Referring to <FIG> and <FIG>, a pixel definition layer <NUM> is formed, thereby defining a plurality of subpixel regions <NUM> in the display substrate. The pixel definition layer <NUM> is formed to extend into the recess R, e.g., a portion of the pixel definition layer <NUM> is formed in the recess R. The recess R is formed in an inter-subpixel region <NUM> of the display substrate. Optionally, the pixel definition layer <NUM> is formed using a light shielding material.

A first electrode <NUM> is formed in each of the plurality of subpixel region <NUM>, and is formed to electrically connected to a drain electrode of one of the plurality of thin film transistors <NUM>. Optionally, the first electrode <NUM> is formed using a transparent conductive material.

An organic light emitting layer <NUM> is then formed on a side of the first electrode <NUM> distal to the planarization layer <NUM>, and a second electrode <NUM> is formed on a side of the organic light emitting layer <NUM> distal to the first electrode <NUM>.

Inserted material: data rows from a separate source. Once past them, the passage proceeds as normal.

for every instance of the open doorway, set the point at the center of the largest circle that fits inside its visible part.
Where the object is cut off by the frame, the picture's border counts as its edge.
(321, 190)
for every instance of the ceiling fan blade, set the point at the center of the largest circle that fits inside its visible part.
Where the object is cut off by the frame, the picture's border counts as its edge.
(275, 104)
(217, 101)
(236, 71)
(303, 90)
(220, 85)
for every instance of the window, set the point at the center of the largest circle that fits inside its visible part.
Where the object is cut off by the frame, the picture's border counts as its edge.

In another aspect, the present disclosure provides a display panel having a display substrate described herein or fabricated by a method described herein. Optionally, the display panel is an organic light emitting diode display panel.

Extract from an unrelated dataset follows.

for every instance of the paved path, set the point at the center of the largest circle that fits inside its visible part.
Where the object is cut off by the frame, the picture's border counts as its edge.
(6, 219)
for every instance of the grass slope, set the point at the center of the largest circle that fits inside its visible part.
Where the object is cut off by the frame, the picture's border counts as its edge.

In another aspect, the present disclosure provides a display apparatus having a display substrate described herein or fabricated by a method described herein. Optionally, the display apparatus is an organic light emitting diode display apparatus. Examples of appropriate display apparatus includes, but are not limited to, an electronic paper, a mobile phone, a tablet computer, a television, a monitor, a notebook computer, a digital album, a GPS, etc..

Claim 1:
A display substrate, comprising:
a base substrate (<NUM>);
a plurality of thin film transistors (<NUM>) for driving image display on the base substrate (<NUM>);
a planarization layer (<NUM>) on a side of the plurality of thin film transistors (<NUM>) distal to the base substrate; and
a pixel definition layer (<NUM>) defining a plurality of subpixel regions (<NUM>);
wherein the display substrate comprises a recess (R) extending into the planarization layer (<NUM>) and in an inter-subpixel region (<NUM>) of the display substrate;
the display substrate further comprises a recess fill layer (7a) in the recess (R); and
the recess fill layer (7a) has a light transmittance rate lower than that of the planarization layer (<NUM>);
characterized in that the depth of the recess is less than the thickness of the planarization layer, the planarization layer is continuous under the recess, and the recess fill layer (7a) is an integral part of the pixel definition layer (<NUM>) extending into the recess.